The ghost of my old website
I migrated this blog to Plain a couple of weeks ago. New CMS, new build, deployed, live. I checked it on my laptop — and saw the old site.
Odd. I refreshed. Still old. I pushed another change, waited, refreshed again. Still old. But when I opened the same URL in a private window, there was the new site, exactly as it should be. On my phone: old in Safari, new in private mode. And — the clue that cracked it — if I added a ? to the end of the homepage URL, the new site appeared instantly.
A stray query string slipping past the cache, private mode showing the truth: that's the fingerprint of a service worker.
My old site ran on Jekyll's Chirpy theme, which ships a PWA — and a PWA registers a service worker that caches your pages and serves them offline-first. A lovely feature, right up until you move to a different site at the same address. The worker is still installed in every returning visitor's browser, dutifully handing them the old pages it cached, ignoring the fact that the actual site changed underneath it.

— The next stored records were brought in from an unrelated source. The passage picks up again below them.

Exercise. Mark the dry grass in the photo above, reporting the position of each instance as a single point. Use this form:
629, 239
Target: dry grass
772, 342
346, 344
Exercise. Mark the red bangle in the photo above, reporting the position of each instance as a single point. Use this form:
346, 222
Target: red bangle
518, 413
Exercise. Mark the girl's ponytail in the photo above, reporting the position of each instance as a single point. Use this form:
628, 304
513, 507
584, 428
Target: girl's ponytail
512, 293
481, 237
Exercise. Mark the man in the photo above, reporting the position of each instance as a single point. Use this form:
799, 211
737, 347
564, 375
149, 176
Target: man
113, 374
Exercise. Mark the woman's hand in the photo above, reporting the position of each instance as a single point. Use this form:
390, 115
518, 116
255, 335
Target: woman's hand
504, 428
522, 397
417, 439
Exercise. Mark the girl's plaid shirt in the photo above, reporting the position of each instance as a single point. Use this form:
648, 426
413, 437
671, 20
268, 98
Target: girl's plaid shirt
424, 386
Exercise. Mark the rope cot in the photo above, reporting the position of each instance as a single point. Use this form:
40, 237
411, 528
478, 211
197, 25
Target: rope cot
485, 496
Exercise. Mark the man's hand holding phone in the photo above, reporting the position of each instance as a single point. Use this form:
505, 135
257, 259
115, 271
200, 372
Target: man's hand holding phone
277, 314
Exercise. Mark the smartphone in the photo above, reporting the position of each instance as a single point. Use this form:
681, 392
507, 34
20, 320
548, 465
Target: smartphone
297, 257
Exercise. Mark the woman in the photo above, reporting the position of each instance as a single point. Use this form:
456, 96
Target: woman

The cruel part: deleting the old worker's file doesn't help. When the browser checks that path for an update and gets a 404, it just keeps the worker it has. A missing file is not an eviction notice. The old site can haunt a browser indefinitely.
So you have to serve the eviction notice yourself — a self-destruct service worker at the same path. Something tiny:
self.addEventListener('install', () => self.skipWaiting());
self.addEventListener('activate', (e) => e.waitUntil((async () => {
for (const key of await caches.keys()) await caches.delete(key);
await self.registration.unregister();
for (const c of await self.clients.matchAll()) c.navigate(c.url);
})()));
On its next update check, a stale browser downloads this, unregisters the old worker, wipes its caches, and reloads to the real site. New visitors never touch it — nothing on the new site registers a worker, so it just sits there as an antidote for the browsers that need one.
Because Plain plugins are just folders, this became a ten-line plugin — reset-sw — that publishes that worker at the old PWA paths. I dropped it into my config, deployed, and the ghost was gone.
Then I did the thing you can only do when your CMS is open source: I sent it upstream. The Jekyll importer now watches for pwa: enabled in your old config and warns you about exactly this, so the next person leaving Chirpy is handed the fix before they ever meet the ghost.
If your freshly migrated site keeps showing its past life — check for a service worker. It's probably still in there, doing its job a little too well.